The Dublin based campaigner for people with disabilities said he was indebted to all those around the country who had faith in him and who want to see the voice of 600,000 people with disabilities and their families represented strongly.
" I trust that the new Dáil and Seanad, along with my support, will make ground-breaking developments in the inclusion of disabled people and their families. The support and work of disabled folk and their families around the country was critical and it often kept me going throughout the campaign. I will do everything possible to ensure the voice of those with disabilities is heard in the corridors of power," he said.
The Disabilities Federation of Ireland has been a long standing nominating body for the Seanad election but this was the first time that it and ten other nominating bodies joined forces to run their own candidates. The group of nominating bodies, eight of which were disability organisations, first ran an internal election that chose John Dolan and Lorraine Dempsey as candidates. Mr Dolan secured his Seanad seat with the help of transfers from his Ms Dempsey votes.
DFI said it wished to thank the ten organisations who have nominating status and who supported John's decision to run for the Seanad, and also all of those around the country who volunteered to support John Dolan's campaign.
Mr Dolan is married to fellow Tipperary woman Liz Ryan and his 20 year-old daughter Ruth was his election campaign manager.
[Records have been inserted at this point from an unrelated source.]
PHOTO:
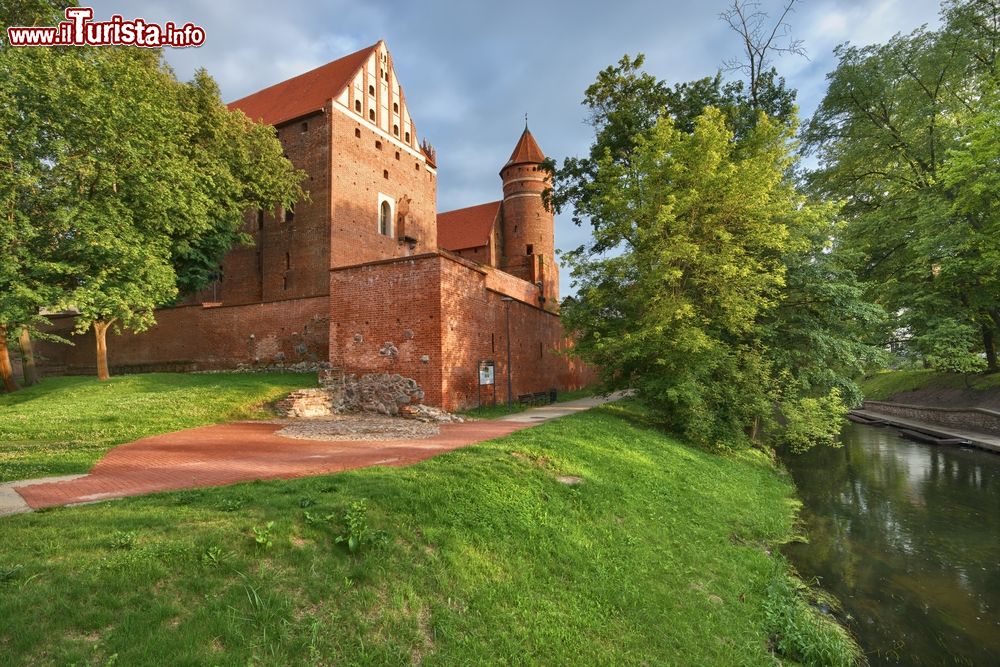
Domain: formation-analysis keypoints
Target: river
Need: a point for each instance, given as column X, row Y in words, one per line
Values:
column 907, row 536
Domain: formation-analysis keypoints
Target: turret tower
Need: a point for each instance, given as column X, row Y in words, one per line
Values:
column 527, row 226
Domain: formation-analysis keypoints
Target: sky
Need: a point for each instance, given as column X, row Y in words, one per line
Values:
column 471, row 69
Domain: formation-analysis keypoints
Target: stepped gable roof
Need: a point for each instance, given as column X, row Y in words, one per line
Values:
column 467, row 227
column 305, row 93
column 526, row 151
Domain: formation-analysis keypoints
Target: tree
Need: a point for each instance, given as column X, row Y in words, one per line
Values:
column 687, row 311
column 139, row 184
column 897, row 141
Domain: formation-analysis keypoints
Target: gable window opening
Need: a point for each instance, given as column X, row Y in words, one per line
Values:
column 385, row 219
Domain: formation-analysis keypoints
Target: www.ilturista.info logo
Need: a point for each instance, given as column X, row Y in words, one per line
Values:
column 79, row 30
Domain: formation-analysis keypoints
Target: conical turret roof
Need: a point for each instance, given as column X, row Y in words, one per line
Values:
column 526, row 151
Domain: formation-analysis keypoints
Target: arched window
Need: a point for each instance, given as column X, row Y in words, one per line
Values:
column 385, row 219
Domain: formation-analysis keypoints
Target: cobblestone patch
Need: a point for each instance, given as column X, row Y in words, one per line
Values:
column 355, row 427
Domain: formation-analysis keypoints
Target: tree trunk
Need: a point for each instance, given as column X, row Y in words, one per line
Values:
column 990, row 346
column 28, row 358
column 6, row 369
column 100, row 334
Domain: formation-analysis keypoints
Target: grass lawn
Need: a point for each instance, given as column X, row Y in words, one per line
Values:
column 661, row 556
column 64, row 425
column 886, row 384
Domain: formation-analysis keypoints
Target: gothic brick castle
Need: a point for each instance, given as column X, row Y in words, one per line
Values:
column 366, row 274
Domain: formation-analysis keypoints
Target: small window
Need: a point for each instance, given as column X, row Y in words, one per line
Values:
column 385, row 219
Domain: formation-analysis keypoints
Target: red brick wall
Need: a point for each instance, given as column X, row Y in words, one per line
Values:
column 395, row 302
column 197, row 338
column 444, row 308
column 289, row 260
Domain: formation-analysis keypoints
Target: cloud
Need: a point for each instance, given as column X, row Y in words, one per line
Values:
column 471, row 70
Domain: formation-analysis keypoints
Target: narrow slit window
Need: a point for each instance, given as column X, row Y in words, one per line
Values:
column 385, row 219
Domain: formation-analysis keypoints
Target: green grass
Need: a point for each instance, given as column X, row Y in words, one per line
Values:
column 500, row 409
column 64, row 425
column 661, row 556
column 889, row 383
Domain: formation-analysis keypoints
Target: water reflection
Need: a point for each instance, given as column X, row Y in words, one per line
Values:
column 907, row 535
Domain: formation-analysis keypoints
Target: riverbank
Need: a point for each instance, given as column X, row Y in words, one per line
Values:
column 592, row 539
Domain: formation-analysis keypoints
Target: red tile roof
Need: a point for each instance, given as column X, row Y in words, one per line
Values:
column 304, row 93
column 526, row 151
column 467, row 227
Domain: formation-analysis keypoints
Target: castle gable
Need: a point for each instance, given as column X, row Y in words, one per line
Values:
column 305, row 93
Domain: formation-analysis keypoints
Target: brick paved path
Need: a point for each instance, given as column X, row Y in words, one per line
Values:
column 230, row 453
column 244, row 451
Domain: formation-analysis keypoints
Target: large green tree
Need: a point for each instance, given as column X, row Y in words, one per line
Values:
column 128, row 185
column 710, row 284
column 904, row 137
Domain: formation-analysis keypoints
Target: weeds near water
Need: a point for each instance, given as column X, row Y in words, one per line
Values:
column 801, row 632
column 262, row 536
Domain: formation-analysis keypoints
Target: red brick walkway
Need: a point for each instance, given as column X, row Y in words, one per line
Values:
column 230, row 453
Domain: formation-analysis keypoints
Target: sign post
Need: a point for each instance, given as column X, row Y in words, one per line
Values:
column 487, row 378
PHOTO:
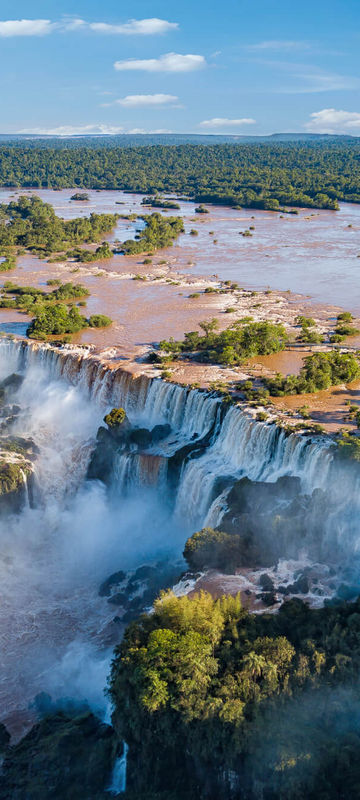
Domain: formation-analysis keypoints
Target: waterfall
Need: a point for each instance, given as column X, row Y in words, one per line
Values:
column 118, row 781
column 135, row 470
column 246, row 448
column 213, row 445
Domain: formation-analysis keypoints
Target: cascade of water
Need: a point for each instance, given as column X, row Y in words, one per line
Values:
column 135, row 470
column 118, row 782
column 248, row 448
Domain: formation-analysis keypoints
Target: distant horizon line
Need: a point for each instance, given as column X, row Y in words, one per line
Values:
column 292, row 134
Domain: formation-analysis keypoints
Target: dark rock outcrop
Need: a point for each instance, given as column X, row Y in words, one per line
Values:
column 63, row 756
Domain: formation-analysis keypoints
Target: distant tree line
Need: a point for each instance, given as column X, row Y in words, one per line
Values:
column 268, row 176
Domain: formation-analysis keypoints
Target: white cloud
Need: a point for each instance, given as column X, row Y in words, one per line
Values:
column 41, row 27
column 87, row 130
column 329, row 120
column 141, row 27
column 26, row 27
column 170, row 62
column 142, row 131
column 134, row 100
column 72, row 24
column 280, row 44
column 74, row 130
column 222, row 122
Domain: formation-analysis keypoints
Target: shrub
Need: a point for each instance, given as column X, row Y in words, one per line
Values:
column 53, row 320
column 213, row 549
column 99, row 321
column 115, row 418
column 320, row 371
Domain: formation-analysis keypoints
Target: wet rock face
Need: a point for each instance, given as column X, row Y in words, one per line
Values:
column 133, row 592
column 275, row 520
column 62, row 756
column 120, row 436
column 17, row 480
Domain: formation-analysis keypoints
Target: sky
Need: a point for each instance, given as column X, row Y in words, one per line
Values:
column 197, row 66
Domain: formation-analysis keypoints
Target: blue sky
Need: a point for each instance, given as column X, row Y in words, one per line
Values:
column 201, row 66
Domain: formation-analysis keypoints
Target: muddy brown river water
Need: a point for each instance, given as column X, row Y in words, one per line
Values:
column 313, row 252
column 313, row 255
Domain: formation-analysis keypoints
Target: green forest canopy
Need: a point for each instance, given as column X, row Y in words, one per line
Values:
column 265, row 175
column 205, row 692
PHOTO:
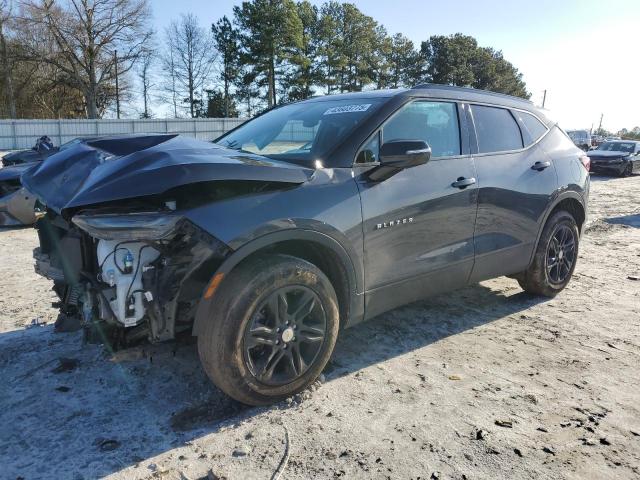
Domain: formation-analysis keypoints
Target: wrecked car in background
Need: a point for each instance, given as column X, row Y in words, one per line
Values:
column 309, row 218
column 620, row 157
column 16, row 204
column 42, row 149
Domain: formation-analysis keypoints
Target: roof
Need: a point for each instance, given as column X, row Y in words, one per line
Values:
column 435, row 91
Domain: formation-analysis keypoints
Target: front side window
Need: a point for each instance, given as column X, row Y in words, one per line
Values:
column 626, row 147
column 370, row 151
column 305, row 131
column 433, row 122
column 496, row 129
column 535, row 127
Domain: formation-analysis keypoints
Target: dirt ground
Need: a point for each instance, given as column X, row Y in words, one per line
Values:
column 486, row 382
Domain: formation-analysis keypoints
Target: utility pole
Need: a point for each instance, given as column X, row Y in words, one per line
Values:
column 115, row 55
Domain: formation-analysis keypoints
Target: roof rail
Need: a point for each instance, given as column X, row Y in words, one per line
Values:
column 477, row 90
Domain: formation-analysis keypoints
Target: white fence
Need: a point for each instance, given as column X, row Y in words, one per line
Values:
column 17, row 134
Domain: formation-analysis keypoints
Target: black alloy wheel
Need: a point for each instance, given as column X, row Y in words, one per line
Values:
column 561, row 253
column 285, row 335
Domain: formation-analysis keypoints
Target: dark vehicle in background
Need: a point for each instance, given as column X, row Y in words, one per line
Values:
column 582, row 138
column 306, row 220
column 618, row 157
column 16, row 204
column 42, row 149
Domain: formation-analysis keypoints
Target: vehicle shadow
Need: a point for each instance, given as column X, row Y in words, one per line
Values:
column 74, row 411
column 629, row 220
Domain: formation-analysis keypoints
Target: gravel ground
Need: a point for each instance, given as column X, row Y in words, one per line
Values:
column 486, row 382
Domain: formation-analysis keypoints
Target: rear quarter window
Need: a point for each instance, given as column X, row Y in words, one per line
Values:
column 496, row 129
column 534, row 126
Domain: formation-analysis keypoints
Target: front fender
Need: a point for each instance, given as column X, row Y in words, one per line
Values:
column 207, row 302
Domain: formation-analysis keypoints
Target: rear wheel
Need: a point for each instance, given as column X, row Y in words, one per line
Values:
column 271, row 330
column 555, row 257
He previously worked with the Wheelchair Association of Ireland for 20 years before joining the DFI, which he has been CEO of since 2000.
Other Tipperary candidates who ran in the Seanad election but were unsuccessful were former FF Seanator and former North Tipperary county councillor John Hanafin from Thurles, Fianna Fail National Executive Vice President Arthur Griffin also from Thursday and Mary Hughes from Ballina, a town planner and past president of the Irish Planning Institute.